# I need help asap!



## maximus1006 (Apr 19, 2010)

ok i have a problume i have brown hair algi that is all over the place i have T5 lighting rogue skimmer over 100 pounds of live rock with a 20 gal refugiam. I need this algi gone ill snap picks of the tank before and after. I have a water sample im waiting for on my phosfates. I have coral hard and soft. And this hair brown algi is getting all over my corals. Wich i suck it off with a baster but i keepstressing them out doing this can some one help i have lots of snails shrimp and a foxface rabbit fish and still ugh! let mek now any ideas!


----------



## WhiteGloveAquatics (Sep 3, 2009)

either pet solutions or marine depot have a device you use with the gravel vac, its a tong+ drain line, theory is to pick it off and it gets sucked out of the tank, no strays.

Manual removal was the way I had to do it in my discus tank,besides my SAE's but im not sure what critter could eat the stuff in the marine world.

Aquarium Plant Tweezers/Tongs

half way down are the tongs
called aqua media aquarium tweezers.


----------



## drhank (Aug 3, 2009)

Manually removing brown hair algae probably isn't going to work.
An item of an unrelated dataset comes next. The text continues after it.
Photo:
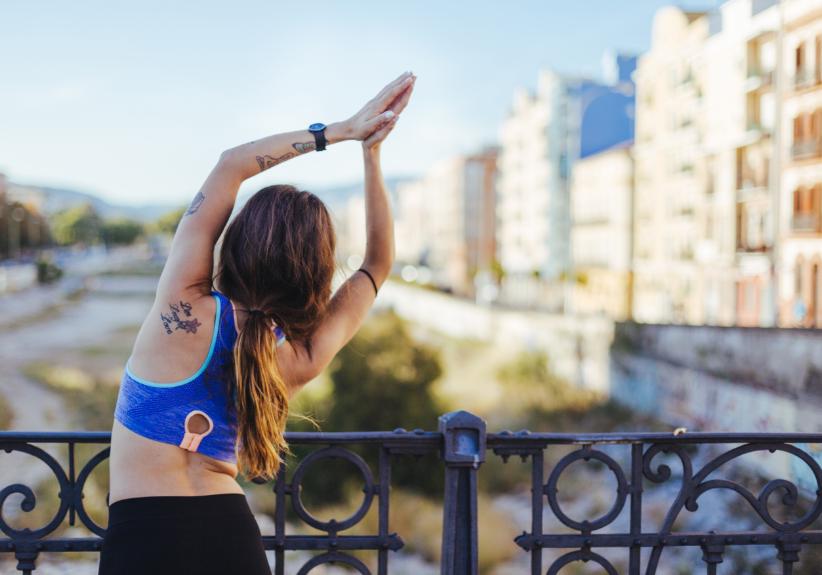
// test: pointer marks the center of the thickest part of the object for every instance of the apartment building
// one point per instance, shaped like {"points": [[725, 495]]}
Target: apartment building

You need to find out what caused the outbreak and gradually reverse it. A lot more information is needed to be of much help. Water parameters, lighting period, feeding schedule and amount and type of food, if daylight is ever hitting the tank, water temperature, tank size, number of fish, and anything else you can think of. Pictures could also be helpful.

By the way, you can have this type of problem even with zero nitrates and phosphates.


----------